The revival of traditional clothing has become increasingly popular in recent years, with more people seeking to explore cultural heritage. Among the many aspects of Chinese culture enjoying renewed interest is the traditional dress known as hanfu. While the Tang and Ming dynasties' hanfu have been the most prevalent, but the hanfu of the Yuan Dynasty is also worth knowing.
In this article, Hanfu Shidai will take us through the history of Hanfu during the Yuan Dynasty and examine its distinctive features.
Firstly, prior to the Qing dynasty's implementation of the "shave hair and change clothes" policy, the traditional dress system of the Han people had been continuously inherited and developed without interruption. Although the Yuan dynasty was a period of Mongolian rule, the rulers at that time did not forcibly change the mainstream Han culture, and the Han clothing system naturally continued to be inherited.
Secondly, the often mentioned "Tang-style", "Song-style", and "Ming-style" are modern-day conveniences adopted to associate with corresponding relics. They are also due to the long duration of these dynasties, which formed typical styles and designs.
For example, during the Song dynasty, simplicity was valued, and the simple and elegant long Beizi became popular. In the later period of the Ming dynasty, during the Little Ice Age, the collar style of standing collar became prevalent in men's and women's clothing due to the low temperature.
Compared with the Tang, Song, and Ming dynasties, which lasted for about three hundred years, the Yuan dynasty can be said to be a short-lived dynasty.
During the Yuan dynasty, the Han clothing system did not undergo significant changes or innovations, nor did it form an aesthetic trend that reflected unique characteristics of the era. One could even say that this period was a contraction period of the ancient Han clothing system.
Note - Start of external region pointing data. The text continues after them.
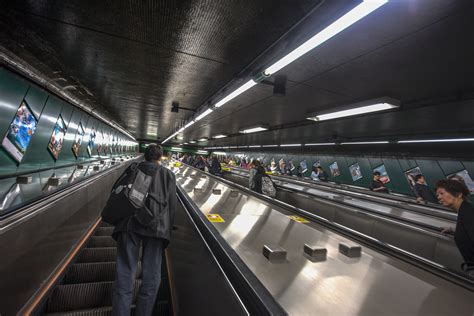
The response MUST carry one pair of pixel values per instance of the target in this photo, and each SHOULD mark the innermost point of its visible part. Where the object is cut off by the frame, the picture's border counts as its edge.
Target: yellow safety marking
(298, 219)
(215, 218)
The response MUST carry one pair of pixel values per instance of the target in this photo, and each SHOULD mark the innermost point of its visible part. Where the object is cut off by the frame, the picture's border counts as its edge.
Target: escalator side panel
(199, 286)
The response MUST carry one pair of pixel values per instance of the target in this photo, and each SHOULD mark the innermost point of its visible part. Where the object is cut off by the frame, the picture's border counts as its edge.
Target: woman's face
(446, 198)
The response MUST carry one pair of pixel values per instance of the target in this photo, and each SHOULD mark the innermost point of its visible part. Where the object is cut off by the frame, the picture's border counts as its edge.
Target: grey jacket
(163, 190)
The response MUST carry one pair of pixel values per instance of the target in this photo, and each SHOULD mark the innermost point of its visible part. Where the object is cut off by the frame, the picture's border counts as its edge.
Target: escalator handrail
(372, 242)
(256, 298)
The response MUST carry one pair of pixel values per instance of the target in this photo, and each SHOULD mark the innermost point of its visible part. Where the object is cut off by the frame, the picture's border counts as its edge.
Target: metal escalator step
(101, 241)
(82, 296)
(92, 272)
(104, 231)
(100, 254)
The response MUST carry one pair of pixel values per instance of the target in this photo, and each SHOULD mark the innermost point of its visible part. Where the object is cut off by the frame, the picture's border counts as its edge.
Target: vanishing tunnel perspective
(303, 157)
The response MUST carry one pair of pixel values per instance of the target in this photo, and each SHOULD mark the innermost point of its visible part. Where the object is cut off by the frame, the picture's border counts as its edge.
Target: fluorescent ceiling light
(290, 145)
(203, 114)
(359, 12)
(319, 144)
(253, 130)
(365, 143)
(220, 136)
(354, 111)
(436, 140)
(249, 84)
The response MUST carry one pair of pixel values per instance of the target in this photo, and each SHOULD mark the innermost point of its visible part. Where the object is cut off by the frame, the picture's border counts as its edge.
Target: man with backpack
(150, 226)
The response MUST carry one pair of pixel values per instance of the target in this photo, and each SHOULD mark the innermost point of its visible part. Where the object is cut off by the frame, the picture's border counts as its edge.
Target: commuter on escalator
(253, 171)
(151, 232)
(453, 194)
(215, 167)
(422, 191)
(377, 185)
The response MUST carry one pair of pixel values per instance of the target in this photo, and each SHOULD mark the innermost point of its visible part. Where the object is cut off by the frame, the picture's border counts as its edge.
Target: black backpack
(128, 197)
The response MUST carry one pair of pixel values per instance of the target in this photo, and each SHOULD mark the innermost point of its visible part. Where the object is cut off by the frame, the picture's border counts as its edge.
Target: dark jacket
(163, 189)
(464, 234)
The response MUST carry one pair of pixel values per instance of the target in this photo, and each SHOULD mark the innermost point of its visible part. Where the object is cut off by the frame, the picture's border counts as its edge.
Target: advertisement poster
(91, 143)
(56, 142)
(76, 146)
(410, 176)
(304, 166)
(334, 169)
(383, 174)
(355, 172)
(20, 132)
(463, 176)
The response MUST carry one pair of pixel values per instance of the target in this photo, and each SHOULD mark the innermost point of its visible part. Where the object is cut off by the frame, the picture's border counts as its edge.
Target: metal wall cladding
(433, 169)
(46, 108)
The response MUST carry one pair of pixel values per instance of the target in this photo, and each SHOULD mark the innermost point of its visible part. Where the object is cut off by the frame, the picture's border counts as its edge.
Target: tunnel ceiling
(132, 59)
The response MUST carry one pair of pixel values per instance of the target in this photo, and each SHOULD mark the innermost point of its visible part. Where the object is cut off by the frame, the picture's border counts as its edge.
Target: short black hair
(454, 187)
(418, 177)
(153, 152)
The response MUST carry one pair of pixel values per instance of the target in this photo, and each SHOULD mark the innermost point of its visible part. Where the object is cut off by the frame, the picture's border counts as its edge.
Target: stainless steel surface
(34, 240)
(373, 284)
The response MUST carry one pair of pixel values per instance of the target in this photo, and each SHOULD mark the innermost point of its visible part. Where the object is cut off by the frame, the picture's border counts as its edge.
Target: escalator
(86, 288)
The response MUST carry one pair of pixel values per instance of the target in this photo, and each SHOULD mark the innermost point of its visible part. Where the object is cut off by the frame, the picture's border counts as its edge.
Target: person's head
(260, 169)
(451, 193)
(420, 179)
(153, 153)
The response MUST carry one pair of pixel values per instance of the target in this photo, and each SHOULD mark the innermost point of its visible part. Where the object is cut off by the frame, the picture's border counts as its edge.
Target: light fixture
(219, 136)
(203, 114)
(189, 124)
(249, 84)
(253, 130)
(290, 145)
(366, 143)
(436, 140)
(354, 15)
(369, 106)
(319, 144)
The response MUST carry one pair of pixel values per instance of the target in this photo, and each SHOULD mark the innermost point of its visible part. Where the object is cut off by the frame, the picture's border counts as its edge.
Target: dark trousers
(128, 248)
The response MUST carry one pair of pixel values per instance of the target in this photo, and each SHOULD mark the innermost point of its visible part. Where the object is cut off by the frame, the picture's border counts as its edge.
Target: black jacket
(464, 234)
(163, 189)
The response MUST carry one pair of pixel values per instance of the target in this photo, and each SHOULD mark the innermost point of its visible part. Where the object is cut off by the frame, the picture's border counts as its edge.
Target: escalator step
(101, 241)
(92, 272)
(101, 254)
(81, 296)
(104, 231)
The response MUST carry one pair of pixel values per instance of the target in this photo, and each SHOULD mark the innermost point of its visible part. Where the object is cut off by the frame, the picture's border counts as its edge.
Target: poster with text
(334, 169)
(356, 174)
(463, 176)
(76, 145)
(410, 176)
(21, 130)
(383, 174)
(91, 142)
(56, 142)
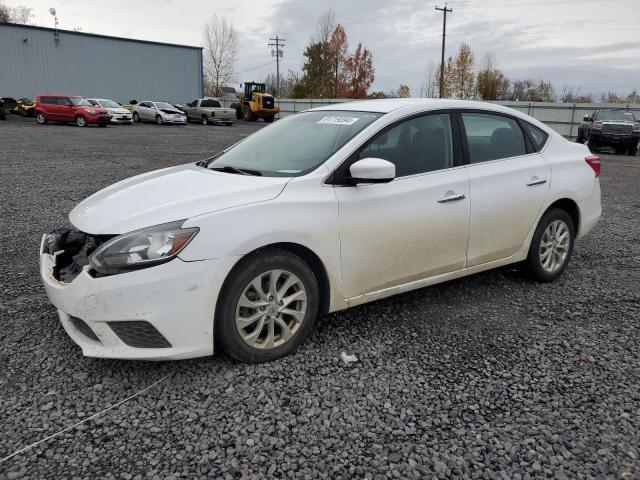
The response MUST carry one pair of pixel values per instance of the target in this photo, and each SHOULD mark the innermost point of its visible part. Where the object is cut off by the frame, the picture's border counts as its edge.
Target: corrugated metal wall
(92, 66)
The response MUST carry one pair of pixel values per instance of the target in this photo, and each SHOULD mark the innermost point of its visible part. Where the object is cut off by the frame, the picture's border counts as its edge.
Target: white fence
(564, 118)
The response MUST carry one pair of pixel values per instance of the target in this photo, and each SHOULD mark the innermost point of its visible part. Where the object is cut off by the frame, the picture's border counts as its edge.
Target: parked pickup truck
(209, 110)
(618, 129)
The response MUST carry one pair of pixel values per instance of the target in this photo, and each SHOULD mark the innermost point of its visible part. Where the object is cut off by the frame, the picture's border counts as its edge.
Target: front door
(415, 226)
(508, 182)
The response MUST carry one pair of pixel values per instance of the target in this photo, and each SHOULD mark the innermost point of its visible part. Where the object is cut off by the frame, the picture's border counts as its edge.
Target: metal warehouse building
(34, 60)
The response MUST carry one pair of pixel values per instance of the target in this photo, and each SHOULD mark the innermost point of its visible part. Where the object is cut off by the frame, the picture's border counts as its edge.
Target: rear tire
(270, 332)
(551, 246)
Finally, the Han clothing system of the Han people is not a clothing of a dynasty but a result of long-term evolution, even though different styles were popular in different historical periods.
Taking female Hanfu as an example, during the Tang dynasty, short jackets were popularly worn with chest-high skirts or by directly pulling up the lower skirt to the waist (Qixiong Shanqun). However, this does not mean that this style of dressing was unique to the Tang dynasty, nor does it mean that Qixiong Shanqun were created and exclusively used in the Tang dynasty.
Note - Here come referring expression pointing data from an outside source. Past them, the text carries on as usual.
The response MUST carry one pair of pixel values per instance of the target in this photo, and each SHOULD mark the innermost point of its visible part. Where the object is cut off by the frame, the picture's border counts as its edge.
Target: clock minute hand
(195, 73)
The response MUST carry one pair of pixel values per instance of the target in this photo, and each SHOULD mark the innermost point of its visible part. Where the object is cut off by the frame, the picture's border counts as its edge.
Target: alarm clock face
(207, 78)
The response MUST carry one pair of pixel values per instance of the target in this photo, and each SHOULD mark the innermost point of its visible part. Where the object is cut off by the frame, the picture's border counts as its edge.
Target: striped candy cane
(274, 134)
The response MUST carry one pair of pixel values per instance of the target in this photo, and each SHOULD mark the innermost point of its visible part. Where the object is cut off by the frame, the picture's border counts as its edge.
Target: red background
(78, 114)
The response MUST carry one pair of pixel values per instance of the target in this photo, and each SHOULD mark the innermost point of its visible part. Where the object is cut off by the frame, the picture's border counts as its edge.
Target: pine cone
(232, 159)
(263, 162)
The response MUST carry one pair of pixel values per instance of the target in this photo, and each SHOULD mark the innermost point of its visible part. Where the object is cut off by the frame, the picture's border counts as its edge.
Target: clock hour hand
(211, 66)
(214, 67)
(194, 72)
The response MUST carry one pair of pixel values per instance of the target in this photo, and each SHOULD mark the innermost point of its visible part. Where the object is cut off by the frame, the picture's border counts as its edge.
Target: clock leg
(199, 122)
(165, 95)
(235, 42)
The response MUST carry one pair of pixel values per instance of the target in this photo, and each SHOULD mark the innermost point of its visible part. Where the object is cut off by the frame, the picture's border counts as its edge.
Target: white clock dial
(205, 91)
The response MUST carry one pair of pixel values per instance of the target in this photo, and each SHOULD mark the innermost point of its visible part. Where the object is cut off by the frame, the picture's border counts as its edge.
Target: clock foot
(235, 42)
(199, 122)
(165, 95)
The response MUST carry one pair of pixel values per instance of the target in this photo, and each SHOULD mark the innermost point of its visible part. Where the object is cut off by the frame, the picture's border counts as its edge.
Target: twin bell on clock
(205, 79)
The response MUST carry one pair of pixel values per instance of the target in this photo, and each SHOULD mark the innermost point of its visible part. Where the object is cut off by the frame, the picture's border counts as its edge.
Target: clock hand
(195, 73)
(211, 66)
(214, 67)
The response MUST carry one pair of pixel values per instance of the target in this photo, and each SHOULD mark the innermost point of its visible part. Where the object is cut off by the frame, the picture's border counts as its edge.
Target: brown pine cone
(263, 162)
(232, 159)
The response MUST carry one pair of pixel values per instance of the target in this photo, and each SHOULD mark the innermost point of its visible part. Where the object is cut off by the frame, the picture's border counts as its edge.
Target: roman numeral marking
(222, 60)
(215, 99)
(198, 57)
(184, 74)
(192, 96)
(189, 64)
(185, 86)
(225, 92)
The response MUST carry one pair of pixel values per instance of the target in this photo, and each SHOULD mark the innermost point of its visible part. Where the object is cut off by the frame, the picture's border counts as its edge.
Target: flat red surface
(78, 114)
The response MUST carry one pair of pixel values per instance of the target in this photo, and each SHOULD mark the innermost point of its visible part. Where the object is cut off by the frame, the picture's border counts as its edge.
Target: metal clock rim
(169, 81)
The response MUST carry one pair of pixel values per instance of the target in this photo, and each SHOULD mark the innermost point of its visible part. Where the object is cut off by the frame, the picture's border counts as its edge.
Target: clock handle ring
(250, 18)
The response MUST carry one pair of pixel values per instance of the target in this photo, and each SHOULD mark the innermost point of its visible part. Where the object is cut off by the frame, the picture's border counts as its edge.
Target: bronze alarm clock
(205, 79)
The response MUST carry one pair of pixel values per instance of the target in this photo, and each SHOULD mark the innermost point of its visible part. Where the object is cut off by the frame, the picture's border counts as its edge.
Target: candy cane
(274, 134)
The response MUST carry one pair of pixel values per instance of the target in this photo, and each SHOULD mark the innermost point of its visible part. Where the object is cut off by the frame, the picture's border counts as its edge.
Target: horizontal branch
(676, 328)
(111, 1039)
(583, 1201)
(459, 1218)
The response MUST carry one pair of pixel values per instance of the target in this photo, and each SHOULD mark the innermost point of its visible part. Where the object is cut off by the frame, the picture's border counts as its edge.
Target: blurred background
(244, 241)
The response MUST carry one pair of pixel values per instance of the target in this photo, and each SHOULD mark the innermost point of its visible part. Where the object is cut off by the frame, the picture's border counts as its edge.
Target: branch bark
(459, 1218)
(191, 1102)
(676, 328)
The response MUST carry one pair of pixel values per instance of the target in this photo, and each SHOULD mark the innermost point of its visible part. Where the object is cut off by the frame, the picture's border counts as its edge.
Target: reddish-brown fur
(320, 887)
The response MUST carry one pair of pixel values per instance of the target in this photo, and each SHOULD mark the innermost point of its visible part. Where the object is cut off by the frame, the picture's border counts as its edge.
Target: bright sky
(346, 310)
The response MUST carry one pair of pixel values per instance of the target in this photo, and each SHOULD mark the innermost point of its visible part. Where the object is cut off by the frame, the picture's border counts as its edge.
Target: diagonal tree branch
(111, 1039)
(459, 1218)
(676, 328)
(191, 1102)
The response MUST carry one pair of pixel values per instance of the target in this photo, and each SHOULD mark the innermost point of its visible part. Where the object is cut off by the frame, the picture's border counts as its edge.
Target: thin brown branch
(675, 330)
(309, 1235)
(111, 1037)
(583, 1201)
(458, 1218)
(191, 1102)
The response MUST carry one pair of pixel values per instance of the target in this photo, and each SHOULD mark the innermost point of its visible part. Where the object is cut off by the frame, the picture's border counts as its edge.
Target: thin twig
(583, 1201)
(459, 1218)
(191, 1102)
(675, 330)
For example, in the Song dynasty painting showed women dancing in narrow-sleeved short shirts with the lower skirt pulled up high to the armpits and paired with draped fabrics. Therefore, artificially separating the self-contained Han clothing system by "dynasty + style" is an extremely one-sided and narrow-minded approach. The claim of "Yuan-style" Hanfu clothing is also self-evident.
What did the Yuan Dynasty Hanfu look like? Generally speaking, the Hanfu of the Yuan Dynasty mainly followed the popular style of the Hanfu of the Song Dynasty, and the Yichang system and Tongcai system were the mainstream of daily wear.
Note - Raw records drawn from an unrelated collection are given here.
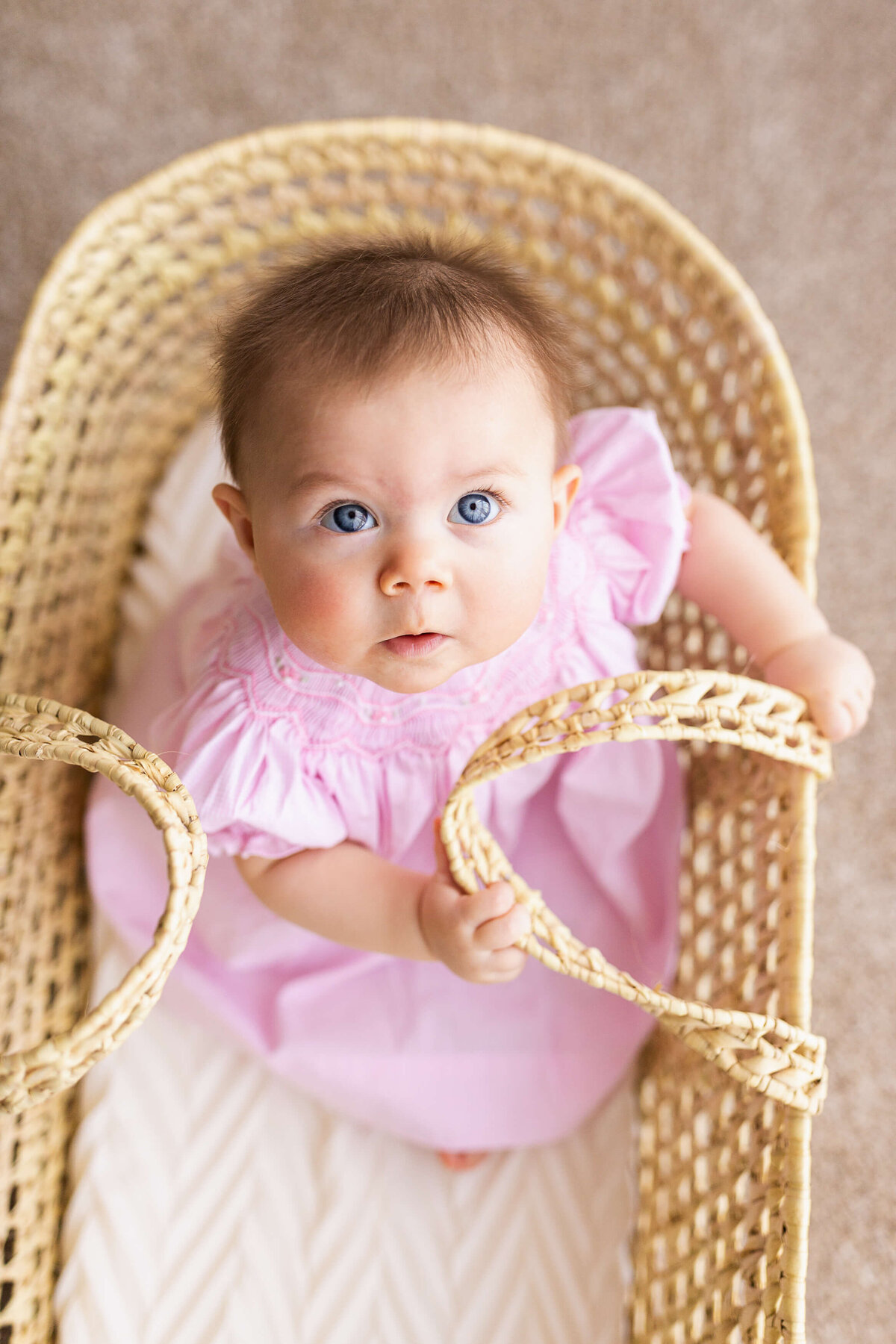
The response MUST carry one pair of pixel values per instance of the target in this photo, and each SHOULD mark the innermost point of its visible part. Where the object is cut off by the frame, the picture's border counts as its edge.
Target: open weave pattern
(777, 1060)
(109, 378)
(49, 732)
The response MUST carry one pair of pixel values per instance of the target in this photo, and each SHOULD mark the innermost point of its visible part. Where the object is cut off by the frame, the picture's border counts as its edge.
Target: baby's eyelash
(335, 504)
(494, 492)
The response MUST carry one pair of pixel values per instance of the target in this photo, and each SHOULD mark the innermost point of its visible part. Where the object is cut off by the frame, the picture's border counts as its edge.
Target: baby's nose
(413, 569)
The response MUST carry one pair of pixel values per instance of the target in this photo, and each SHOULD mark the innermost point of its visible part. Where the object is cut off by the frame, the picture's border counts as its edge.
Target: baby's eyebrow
(494, 470)
(314, 480)
(327, 480)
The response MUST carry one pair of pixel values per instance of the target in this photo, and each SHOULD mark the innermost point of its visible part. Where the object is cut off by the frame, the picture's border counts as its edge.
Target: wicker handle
(765, 1053)
(52, 732)
(715, 707)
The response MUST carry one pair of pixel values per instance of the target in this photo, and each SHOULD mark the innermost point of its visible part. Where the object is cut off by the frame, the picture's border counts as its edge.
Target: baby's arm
(358, 898)
(735, 576)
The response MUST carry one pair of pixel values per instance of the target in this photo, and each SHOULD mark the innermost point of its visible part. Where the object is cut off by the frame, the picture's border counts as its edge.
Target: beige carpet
(773, 125)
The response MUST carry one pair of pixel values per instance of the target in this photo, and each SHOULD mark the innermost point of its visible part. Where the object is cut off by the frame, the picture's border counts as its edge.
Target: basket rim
(523, 146)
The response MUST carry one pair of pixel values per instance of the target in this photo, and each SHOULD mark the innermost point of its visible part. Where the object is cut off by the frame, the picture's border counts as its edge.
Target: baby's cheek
(319, 611)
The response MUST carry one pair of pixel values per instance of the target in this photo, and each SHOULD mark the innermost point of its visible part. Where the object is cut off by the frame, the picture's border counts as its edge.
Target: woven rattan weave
(111, 376)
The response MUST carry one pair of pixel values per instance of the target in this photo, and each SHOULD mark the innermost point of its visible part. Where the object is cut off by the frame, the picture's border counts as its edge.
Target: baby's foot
(461, 1162)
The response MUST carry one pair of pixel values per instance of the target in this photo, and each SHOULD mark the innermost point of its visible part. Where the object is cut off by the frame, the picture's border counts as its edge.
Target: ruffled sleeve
(246, 773)
(630, 510)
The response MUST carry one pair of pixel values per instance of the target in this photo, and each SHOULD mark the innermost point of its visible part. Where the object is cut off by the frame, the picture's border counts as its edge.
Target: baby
(426, 542)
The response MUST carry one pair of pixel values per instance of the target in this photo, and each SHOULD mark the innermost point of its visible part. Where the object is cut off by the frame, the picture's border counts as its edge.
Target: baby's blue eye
(474, 508)
(348, 517)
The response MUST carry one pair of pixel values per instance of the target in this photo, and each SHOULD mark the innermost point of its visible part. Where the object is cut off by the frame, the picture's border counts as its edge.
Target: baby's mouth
(415, 645)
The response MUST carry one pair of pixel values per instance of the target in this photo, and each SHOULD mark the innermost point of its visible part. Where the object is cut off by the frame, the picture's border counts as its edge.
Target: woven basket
(108, 382)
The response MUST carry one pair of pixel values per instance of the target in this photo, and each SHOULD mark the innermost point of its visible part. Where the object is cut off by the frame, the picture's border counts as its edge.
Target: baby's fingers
(840, 719)
(504, 930)
(503, 965)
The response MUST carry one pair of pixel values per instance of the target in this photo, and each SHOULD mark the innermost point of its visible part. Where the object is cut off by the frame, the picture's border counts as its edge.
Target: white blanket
(215, 1204)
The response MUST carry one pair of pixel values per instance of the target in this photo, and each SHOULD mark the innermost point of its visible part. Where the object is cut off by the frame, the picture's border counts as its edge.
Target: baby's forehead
(430, 425)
In Liu Guandao's painting "Xiaoxia Tu" in the Yuan Dynasty, the two women wore almost the same Hanfu style as that of the Song Dynasty. As can be seen from the picture, the two women both wore narrow-sleeved tops, short shirts, shoulder-wrapped Pibo, and long skirts with a waistband, and combed their hair into a bun. This kind of top and bottom dressing has always been one of the common daily wear styles of ancient Han women.
The "Dongjing Meng Hua Lu" records that the matchmaker's Baoji (包髻) hairstyle, which is the way of tying the hair into a bun and wrapping it with a handkerchief or cloth. Baoji was very popular in the Song Dynasty. Women not only can tie the silk, hemp and other things wrapped on the head into various beautiful shapes, but also decorate them with beads and flowers.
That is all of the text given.